Wow, that is a sweet hit!! Some tasty cigars :dribble: And Mike you deserve it brother


----------



## svb (Jan 12, 2008)

Maduro5 - best cohiba IMHO!


----------



## ctiicda (Jun 19, 2008)

wow that is nice!!!


----------



## leafandale (Jan 18, 2008)

The San Cristobal already got torched. Woot!!
Rob... you are the MAN!!!!!!!!!!!!!!!


----------



## Cypress (Jun 27, 2007)

Very nice hit.


----------



## maduro4me-cl (Jun 11, 2008)

Wow that is a nice hit.


----------



## smokinj (Jan 16, 2008)

*An Awesome and well deserved smack-down!*


----------



## sseagle (Jun 5, 2008)

leafandale said:


> The San Cristobal already got torched. Woot!!
> Rob... you are the MAN!!!!!!!!!!!!!!!


woot, no wasting time here!
burning em up, best way to clear out the humi for more shelling


----------



## eggwhites (Apr 20, 2008)

sseagle said:


> omg, those are tasty looking!
> today I could sit out here all day smoking... those would be a big plus
> grats, and i hope you recover soon, they will be a nice 'get better' treat!


:biggrin:


----------



## LkyLindy (Feb 1, 2008)

Wow--now thems is smokes


----------



## SmokinHokie (May 29, 2008)

Great Hit!!


----------



## CGARMAN23 (May 16, 2008)

Nice hit. Good looking smokes.


----------



## sofaman (Jun 20, 2007)

Outstanding Hit!!!


----------



## DBCcigar (Apr 24, 2008)

Damn, he didn't just hit you, he beat your a$$! :brick:


----------



## CigarMan Phil (Jun 9, 2008)

You check and see if everyone so ok after that bomb


----------



## tobacmon (May 17, 2007)

Very nice Rob, very nice indeed!


----------



## big04deuce (May 16, 2008)

That is a serious hit there!!!


----------



## mountchuck (May 30, 2008)

Absolutely awe inspiring. :dribble:


----------



## Deuce Da Masta (Dec 4, 2006)

wow nice smokes


----------



## dj5213 (Apr 7, 2008)

some more nice smokes!!very nice!!


----------



## karmaz00 (Dec 5, 2007)

very nice


----------



## Ceedee (Jun 2, 2006)

Rob definitely knows how to kick some serious ASS! What a great hit on a simply superb BOTL! Awesome 

CD


----------



## happy1 (Jun 29, 2007)

Awesome!!


----------



## amateurke (Mar 28, 2008)

Nice hit!!


----------



## Scoop (Sep 20, 2007)

Sweet!
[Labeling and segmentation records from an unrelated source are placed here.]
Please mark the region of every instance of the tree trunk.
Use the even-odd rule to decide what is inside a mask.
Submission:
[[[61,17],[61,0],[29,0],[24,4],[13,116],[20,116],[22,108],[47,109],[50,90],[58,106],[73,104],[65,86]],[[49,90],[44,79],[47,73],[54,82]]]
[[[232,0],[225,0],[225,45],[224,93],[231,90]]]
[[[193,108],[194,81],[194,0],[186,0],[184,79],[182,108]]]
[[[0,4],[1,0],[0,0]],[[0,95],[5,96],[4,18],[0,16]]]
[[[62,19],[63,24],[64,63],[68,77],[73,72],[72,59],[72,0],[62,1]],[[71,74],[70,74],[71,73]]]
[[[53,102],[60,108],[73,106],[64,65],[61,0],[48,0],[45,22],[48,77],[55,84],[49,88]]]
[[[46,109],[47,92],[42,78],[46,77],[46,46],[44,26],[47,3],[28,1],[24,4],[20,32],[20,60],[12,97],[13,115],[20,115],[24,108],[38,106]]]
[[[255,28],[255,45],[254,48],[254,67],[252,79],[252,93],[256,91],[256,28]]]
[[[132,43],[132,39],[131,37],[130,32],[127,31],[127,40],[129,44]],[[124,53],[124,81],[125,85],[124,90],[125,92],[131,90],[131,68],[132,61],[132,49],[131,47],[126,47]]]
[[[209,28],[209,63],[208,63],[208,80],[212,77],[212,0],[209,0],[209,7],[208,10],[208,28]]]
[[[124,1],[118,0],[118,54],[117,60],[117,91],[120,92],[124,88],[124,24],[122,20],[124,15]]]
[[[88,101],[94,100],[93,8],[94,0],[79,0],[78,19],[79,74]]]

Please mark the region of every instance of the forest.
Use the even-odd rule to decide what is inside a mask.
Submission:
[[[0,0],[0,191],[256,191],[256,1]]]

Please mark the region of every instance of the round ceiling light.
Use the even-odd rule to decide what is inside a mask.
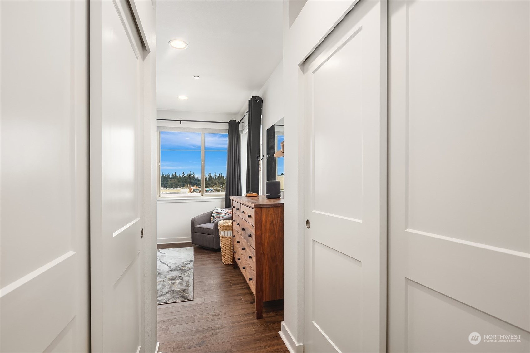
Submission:
[[[169,41],[169,45],[171,48],[175,49],[186,49],[188,48],[188,43],[180,39],[173,39]]]

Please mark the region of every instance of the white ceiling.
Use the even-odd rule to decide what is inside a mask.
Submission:
[[[237,113],[281,60],[281,1],[166,0],[156,8],[158,109]],[[189,47],[173,49],[172,39]]]

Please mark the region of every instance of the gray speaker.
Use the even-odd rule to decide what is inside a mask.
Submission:
[[[265,193],[268,199],[279,199],[281,196],[279,181],[269,180],[265,183]]]

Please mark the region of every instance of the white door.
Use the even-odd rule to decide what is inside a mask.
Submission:
[[[86,1],[0,1],[0,351],[87,352]]]
[[[304,64],[306,352],[386,349],[386,5],[361,0]]]
[[[530,2],[388,14],[388,350],[530,351]]]
[[[143,47],[127,3],[90,3],[92,349],[144,338]]]

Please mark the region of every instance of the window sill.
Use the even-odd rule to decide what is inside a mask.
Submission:
[[[157,204],[172,204],[174,202],[201,202],[208,201],[218,201],[224,200],[224,196],[215,196],[208,197],[199,196],[198,197],[158,197],[156,199]]]

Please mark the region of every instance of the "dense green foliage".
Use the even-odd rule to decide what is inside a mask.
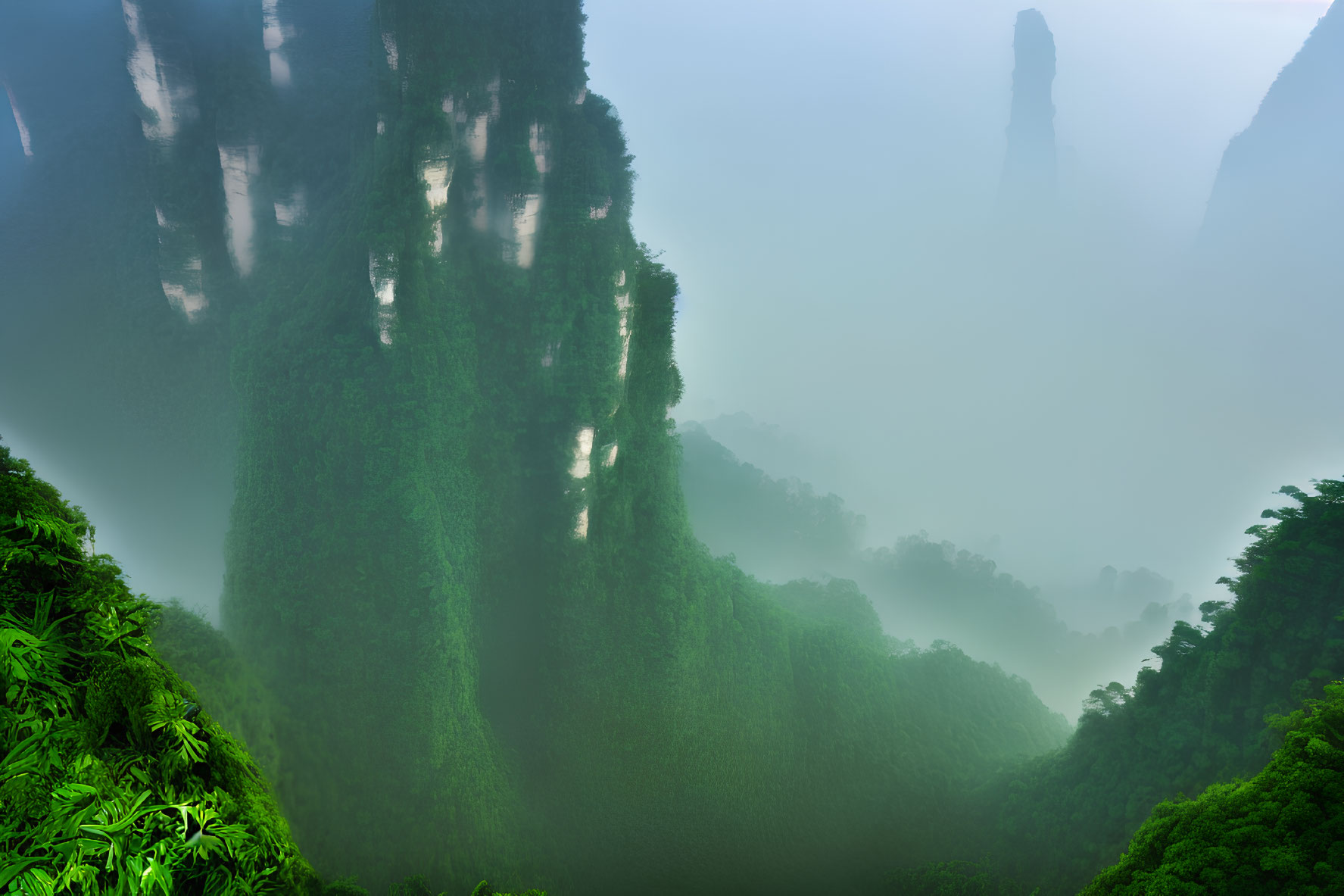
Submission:
[[[1249,530],[1235,603],[1202,605],[1208,628],[1177,623],[1133,692],[1095,694],[1062,752],[982,796],[981,830],[1003,868],[1067,893],[1116,860],[1163,799],[1254,774],[1277,744],[1265,720],[1344,674],[1344,482],[1285,487],[1296,507]],[[978,827],[978,826],[977,826]]]
[[[91,534],[0,445],[0,887],[321,892],[259,770],[155,654],[159,608]]]
[[[1056,712],[1077,713],[1086,689],[1098,682],[1128,681],[1179,609],[1152,600],[1165,597],[1161,585],[1169,585],[1154,573],[1107,568],[1105,599],[1121,603],[1114,593],[1118,578],[1120,591],[1141,601],[1129,612],[1142,603],[1146,608],[1124,627],[1071,631],[1039,589],[999,572],[992,560],[923,534],[862,550],[864,518],[837,495],[820,496],[806,483],[771,479],[739,461],[703,426],[687,424],[680,436],[691,523],[715,553],[775,581],[853,578],[900,638],[952,640],[972,657],[997,662],[1030,681]],[[1125,612],[1122,605],[1117,609]]]
[[[923,857],[953,792],[1067,725],[960,652],[805,623],[695,541],[676,280],[630,233],[581,24],[577,3],[379,4],[348,187],[259,246],[223,620],[282,705],[281,798],[319,866],[374,888],[880,880],[879,844]],[[511,221],[534,191],[528,266]]]
[[[1258,530],[1236,605],[1177,624],[1134,689],[1094,690],[1064,745],[1027,681],[972,657],[1007,642],[1009,671],[1090,673],[1146,628],[1068,632],[1034,589],[923,537],[860,554],[839,498],[675,436],[677,283],[630,231],[630,157],[586,91],[577,0],[383,0],[358,31],[290,7],[308,16],[290,93],[270,90],[255,16],[215,32],[204,11],[146,13],[187,22],[200,85],[200,120],[144,172],[196,227],[207,354],[231,359],[228,640],[130,597],[78,514],[7,461],[0,834],[34,892],[58,858],[51,876],[90,892],[319,887],[219,721],[276,775],[308,857],[374,892],[487,874],[587,896],[1070,892],[1160,799],[1262,766],[1263,716],[1339,674],[1344,486],[1322,483]],[[247,274],[202,175],[216,137],[257,140],[258,199],[310,196],[301,226],[258,221]],[[442,198],[431,163],[452,171]],[[691,496],[746,514],[722,531],[845,578],[775,587],[715,558],[681,492],[692,460],[722,478]],[[892,596],[895,634],[972,657],[884,636]]]
[[[1161,802],[1085,896],[1344,891],[1344,682],[1275,728],[1284,745],[1247,782]]]

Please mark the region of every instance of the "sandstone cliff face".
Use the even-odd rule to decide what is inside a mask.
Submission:
[[[1336,4],[1228,143],[1203,248],[1239,268],[1316,270],[1344,235],[1341,157],[1344,8]]]
[[[1005,218],[1036,218],[1055,200],[1055,36],[1036,9],[1013,30],[1012,112],[999,204]]]

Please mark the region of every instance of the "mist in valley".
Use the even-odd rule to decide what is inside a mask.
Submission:
[[[1325,0],[15,0],[0,437],[81,612],[165,607],[191,683],[120,687],[251,749],[249,885],[1102,887],[1344,697],[1341,61]]]

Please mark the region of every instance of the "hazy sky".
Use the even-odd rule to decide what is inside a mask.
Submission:
[[[1148,565],[1216,596],[1269,492],[1344,474],[1344,365],[1285,340],[1344,322],[1173,288],[1159,261],[1327,4],[1039,4],[1071,214],[1145,252],[1015,280],[977,234],[1020,8],[587,1],[636,233],[681,281],[673,416],[745,410],[839,452],[769,472],[839,491],[879,541],[926,529],[1034,583]]]
[[[984,249],[1020,8],[587,1],[591,85],[636,155],[636,233],[681,280],[673,414],[745,410],[841,457],[767,472],[837,491],[876,542],[927,530],[1047,587],[1146,565],[1216,596],[1274,488],[1344,474],[1328,344],[1344,320],[1289,285],[1173,285],[1167,260],[1327,4],[1040,4],[1085,237],[1025,269]],[[23,151],[0,113],[8,176]],[[56,452],[3,435],[112,519]],[[103,533],[134,556],[132,533]]]

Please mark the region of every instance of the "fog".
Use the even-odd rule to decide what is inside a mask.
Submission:
[[[1228,140],[1327,5],[1038,7],[1058,55],[1058,190],[1031,226],[1020,209],[996,213],[1020,8],[591,0],[589,77],[636,156],[636,233],[680,277],[685,393],[672,416],[706,422],[770,476],[840,495],[867,518],[864,546],[927,533],[1101,631],[1133,615],[1067,595],[1091,593],[1103,566],[1156,570],[1191,605],[1222,599],[1214,580],[1277,506],[1270,492],[1339,472],[1325,342],[1337,303],[1269,249],[1246,276],[1196,239]],[[8,13],[0,221],[12,246],[34,223],[56,233],[73,219],[47,209],[39,221],[51,196],[110,207],[122,190],[97,165],[43,167],[74,147],[126,155],[108,133],[140,139],[120,16],[98,9]],[[44,192],[23,194],[38,171]],[[74,219],[67,248],[97,256],[102,223]],[[30,238],[50,252],[40,233]],[[237,256],[250,238],[227,245]],[[27,334],[67,313],[50,296],[89,293],[101,274],[63,276],[5,287],[12,363],[35,363],[43,348]],[[97,330],[82,338],[99,344]],[[187,405],[226,375],[191,351],[212,350],[173,362]],[[228,409],[196,406],[177,445],[132,435],[90,452],[75,436],[90,420],[129,413],[161,435],[171,402],[128,408],[99,391],[125,379],[34,370],[5,377],[0,435],[85,505],[136,588],[214,616]]]
[[[11,0],[0,86],[12,887],[1344,892],[1243,823],[1344,767],[1344,5]]]
[[[1038,5],[1059,214],[1017,244],[992,210],[1021,4],[586,8],[637,231],[681,278],[672,414],[778,426],[790,468],[727,444],[871,544],[927,530],[1047,589],[1142,565],[1199,603],[1271,491],[1337,474],[1337,303],[1189,261],[1325,4]]]

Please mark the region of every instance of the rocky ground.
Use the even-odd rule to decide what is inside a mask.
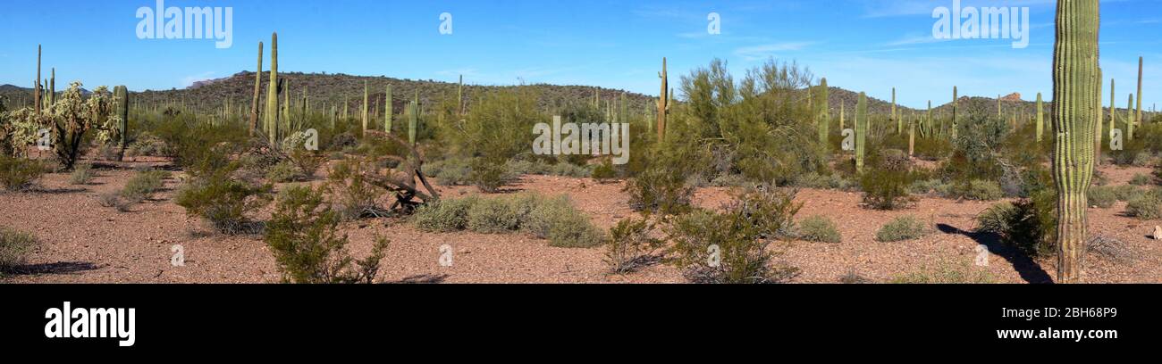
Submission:
[[[129,163],[135,165],[135,163]],[[131,166],[122,166],[131,167]],[[1125,184],[1147,168],[1103,168],[1111,184]],[[26,265],[10,274],[9,283],[275,283],[280,275],[258,235],[225,236],[209,233],[196,218],[171,202],[177,180],[153,201],[129,212],[103,208],[102,192],[121,189],[132,176],[127,168],[103,168],[86,185],[72,185],[67,174],[49,174],[30,192],[0,192],[0,226],[36,235],[42,245]],[[180,175],[180,174],[178,174]],[[317,181],[315,182],[317,183]],[[634,216],[626,205],[622,183],[596,183],[589,179],[524,176],[510,190],[569,195],[593,221],[609,228]],[[474,188],[440,188],[445,196],[476,194]],[[720,188],[700,189],[695,202],[720,206],[729,199]],[[779,243],[779,261],[797,267],[795,283],[838,283],[845,275],[870,282],[954,267],[987,272],[999,283],[1052,282],[1053,260],[1033,261],[988,235],[970,233],[974,217],[990,203],[924,197],[904,211],[871,211],[859,206],[858,192],[801,190],[797,219],[830,217],[844,236],[840,243]],[[1162,242],[1148,235],[1162,221],[1140,221],[1124,216],[1125,203],[1090,210],[1090,231],[1126,242],[1134,253],[1128,261],[1092,255],[1084,279],[1091,283],[1162,283]],[[937,231],[919,240],[877,242],[876,230],[901,214],[914,214]],[[397,219],[373,219],[343,226],[352,254],[366,254],[374,236],[390,239],[383,261],[383,282],[411,283],[682,283],[669,265],[653,265],[629,275],[609,275],[602,248],[553,248],[523,234],[422,233]],[[452,265],[438,262],[440,246],[454,250]],[[977,246],[988,250],[988,264],[974,264]],[[174,249],[185,254],[185,265],[174,267]]]

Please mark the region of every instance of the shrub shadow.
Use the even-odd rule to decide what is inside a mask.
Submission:
[[[1033,259],[1028,257],[1025,253],[1005,245],[1000,241],[1000,235],[996,233],[977,233],[962,231],[955,226],[947,224],[937,224],[937,228],[945,234],[960,234],[973,239],[976,243],[983,245],[989,249],[989,253],[999,255],[1000,257],[1009,261],[1020,275],[1021,279],[1033,284],[1052,284],[1053,277],[1049,276],[1045,269],[1041,268]]]

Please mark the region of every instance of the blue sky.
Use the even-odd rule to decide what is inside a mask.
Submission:
[[[62,82],[181,88],[253,70],[257,43],[267,44],[268,57],[278,31],[279,68],[295,72],[444,81],[464,74],[469,83],[594,85],[655,95],[662,57],[674,80],[713,58],[740,78],[774,57],[874,97],[890,97],[895,86],[910,107],[947,102],[953,85],[964,95],[1019,92],[1026,100],[1038,92],[1048,99],[1052,87],[1053,0],[963,1],[1028,7],[1026,49],[1013,49],[1011,39],[937,42],[932,10],[953,0],[165,1],[232,7],[230,49],[208,39],[138,39],[135,13],[155,1],[5,1],[0,83],[29,87],[41,43],[45,73],[56,67]],[[438,31],[444,12],[452,14],[452,35]],[[1146,108],[1162,101],[1162,0],[1103,0],[1102,12],[1102,64],[1106,79],[1118,80],[1119,104],[1135,92],[1138,56],[1146,57]],[[720,15],[722,34],[708,34],[709,13]]]

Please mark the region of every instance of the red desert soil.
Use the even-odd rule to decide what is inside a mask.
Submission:
[[[1103,168],[1111,184],[1124,184],[1134,173],[1148,168]],[[224,236],[207,233],[199,219],[188,218],[171,202],[173,188],[155,201],[119,213],[102,208],[98,196],[121,189],[134,174],[128,169],[100,169],[88,185],[69,184],[69,175],[50,174],[34,192],[0,192],[0,226],[36,235],[42,245],[10,283],[277,283],[274,260],[258,235]],[[315,183],[318,183],[317,181]],[[569,195],[593,221],[609,228],[618,219],[634,216],[622,192],[623,183],[601,184],[589,179],[525,176],[511,190]],[[458,197],[476,194],[474,188],[439,188]],[[701,189],[695,202],[705,208],[725,203],[725,189]],[[795,283],[837,283],[847,272],[873,282],[942,264],[984,270],[1002,283],[1049,282],[1055,262],[1034,262],[1004,246],[984,241],[991,254],[988,267],[974,265],[977,242],[973,239],[974,216],[990,203],[920,198],[914,209],[870,211],[859,208],[860,195],[832,190],[801,190],[803,203],[797,219],[812,214],[832,218],[842,233],[841,243],[780,243],[779,261],[798,267]],[[1162,221],[1139,221],[1122,216],[1125,203],[1090,210],[1090,231],[1127,242],[1138,259],[1113,262],[1091,255],[1085,281],[1091,283],[1162,283],[1162,243],[1147,238]],[[892,218],[914,214],[938,227],[919,240],[877,242],[876,230]],[[265,217],[263,217],[265,218]],[[602,248],[553,248],[546,241],[523,234],[421,233],[396,219],[375,219],[343,226],[349,247],[363,256],[375,235],[392,240],[383,261],[383,282],[447,283],[682,283],[680,271],[654,265],[619,276],[605,274]],[[185,267],[172,267],[171,249],[185,250]],[[440,246],[454,249],[453,264],[440,267]]]

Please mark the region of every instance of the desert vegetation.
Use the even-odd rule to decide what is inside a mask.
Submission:
[[[675,78],[661,59],[657,96],[280,73],[277,34],[257,46],[258,72],[182,90],[58,93],[38,59],[33,88],[0,89],[0,274],[1159,282],[1162,246],[1147,235],[1162,224],[1162,115],[1104,107],[1083,54],[1097,52],[1084,28],[1096,9],[1059,17],[1070,26],[1055,61],[1082,77],[1055,79],[1052,101],[948,85],[923,110],[897,104],[895,88],[875,100],[777,59],[743,74],[715,59]],[[629,125],[632,156],[533,153],[530,132],[554,117]],[[188,261],[173,263],[175,246]],[[43,268],[81,256],[80,275]]]

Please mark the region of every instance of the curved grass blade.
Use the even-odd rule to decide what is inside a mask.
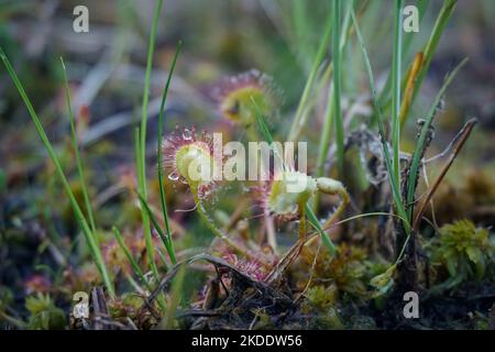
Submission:
[[[416,143],[415,152],[413,153],[413,161],[410,164],[409,176],[407,179],[406,204],[408,205],[407,219],[409,219],[409,221],[413,220],[413,204],[415,200],[415,193],[416,193],[416,175],[418,175],[418,169],[421,165],[421,151],[428,134],[428,130],[431,127],[431,122],[433,121],[433,117],[437,112],[440,101],[446,94],[447,87],[450,85],[452,79],[455,77],[455,75],[462,68],[462,66],[465,65],[466,62],[468,58],[464,58],[449,75],[447,75],[442,87],[438,91],[437,97],[435,98],[433,103],[431,105],[431,108],[428,111],[428,114],[425,119],[425,123],[422,124],[418,142]]]
[[[89,199],[88,187],[86,186],[85,169],[82,166],[82,161],[80,158],[79,147],[78,147],[78,143],[77,143],[76,122],[75,122],[76,119],[74,117],[74,112],[73,112],[73,108],[72,108],[72,103],[70,103],[70,88],[68,86],[67,70],[65,68],[64,58],[62,58],[62,57],[61,57],[61,63],[62,63],[62,70],[64,74],[65,95],[66,95],[66,100],[67,100],[67,112],[68,112],[69,120],[70,120],[70,138],[72,138],[72,142],[73,142],[74,154],[76,155],[76,165],[77,165],[77,172],[79,174],[79,183],[80,183],[81,190],[82,190],[82,198],[85,200],[86,213],[88,215],[89,224],[91,226],[92,232],[95,232],[96,231],[95,216],[92,212],[91,201]],[[95,239],[97,240],[97,243],[98,243],[98,238],[95,237]]]
[[[167,240],[168,240],[168,246],[166,246],[168,256],[170,257],[172,264],[176,264],[177,260],[175,257],[175,251],[174,245],[172,243],[172,231],[170,231],[170,224],[168,221],[168,211],[167,211],[167,199],[165,195],[165,186],[163,183],[163,156],[162,156],[162,139],[163,139],[163,125],[164,125],[164,111],[165,111],[165,102],[167,100],[168,95],[168,88],[170,86],[172,76],[174,75],[175,65],[177,63],[177,57],[180,53],[180,47],[183,45],[183,42],[178,42],[177,47],[175,50],[174,59],[172,61],[172,67],[168,72],[167,82],[165,84],[165,88],[163,90],[162,95],[162,103],[160,106],[160,114],[158,114],[158,139],[157,139],[157,157],[158,157],[158,184],[160,184],[160,200],[162,204],[162,211],[163,211],[163,218],[165,221],[165,229],[167,231]]]
[[[37,117],[36,112],[34,111],[33,105],[31,103],[30,98],[28,97],[24,87],[22,86],[21,81],[18,78],[18,75],[15,74],[15,70],[13,69],[12,65],[10,64],[9,59],[7,58],[6,53],[0,47],[0,58],[3,62],[3,65],[6,66],[7,72],[9,73],[10,78],[12,79],[15,88],[19,91],[19,95],[21,96],[22,100],[24,101],[24,105],[28,109],[29,116],[31,120],[33,121],[37,134],[40,135],[40,139],[42,140],[46,151],[48,152],[50,157],[52,158],[52,162],[55,165],[56,174],[58,175],[62,185],[64,187],[65,193],[67,194],[67,197],[69,198],[70,206],[76,215],[76,219],[82,230],[82,234],[86,239],[86,242],[89,248],[89,252],[91,253],[95,263],[97,265],[98,271],[100,272],[101,278],[103,280],[105,286],[107,287],[108,294],[110,297],[116,297],[116,290],[113,288],[113,284],[110,280],[110,276],[108,275],[107,267],[103,262],[103,257],[101,255],[100,248],[97,244],[96,235],[91,231],[91,228],[88,224],[88,221],[86,220],[82,210],[80,209],[76,197],[74,196],[73,190],[70,189],[70,185],[67,182],[67,178],[64,174],[64,170],[62,168],[62,165],[58,161],[57,155],[55,154],[55,151],[53,150],[52,143],[50,142],[46,132],[43,128],[43,124],[40,121],[40,118]]]
[[[151,82],[151,72],[153,64],[153,53],[155,50],[155,38],[156,38],[156,29],[158,26],[158,16],[162,10],[163,0],[158,0],[156,2],[155,12],[153,16],[150,41],[147,45],[147,58],[146,58],[146,72],[144,76],[144,91],[143,91],[143,106],[142,106],[142,117],[141,117],[141,129],[139,130],[140,135],[138,139],[138,148],[136,148],[136,166],[138,166],[138,189],[139,193],[144,197],[144,200],[147,199],[147,190],[146,190],[146,123],[147,123],[147,106],[150,100],[150,82]],[[150,267],[153,272],[153,275],[156,279],[158,279],[158,271],[156,268],[156,264],[154,263],[154,246],[151,235],[151,227],[150,227],[150,218],[147,217],[146,211],[144,211],[143,207],[141,207],[141,218],[143,220],[143,232],[146,241],[146,255],[150,262]]]

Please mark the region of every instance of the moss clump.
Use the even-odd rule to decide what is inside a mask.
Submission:
[[[443,226],[440,235],[427,248],[433,265],[447,270],[449,287],[466,279],[483,279],[495,263],[495,246],[488,230],[476,229],[469,220]]]

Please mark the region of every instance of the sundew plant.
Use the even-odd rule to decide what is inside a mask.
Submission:
[[[0,328],[495,327],[492,1],[80,2],[0,4]]]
What an awesome hit.


----------



## Itsme-Speedy-G (Aug 20, 2007)

Super hit Rob!!

Mike you deserve the hit......I will talking to you soon (he he)


----------



## EKGOTSKILLZZ (Jun 17, 2008)

nice hit


----------



## Doogie (Oct 15, 2007)

great hit


----------



## dravensghost (Sep 21, 2007)

woweee
great great hit
:dribble:
sorry couldnt help myself
:dribble:


----------



## iloveclmore (Jan 23, 2008)

Wow, those look damn good!


----------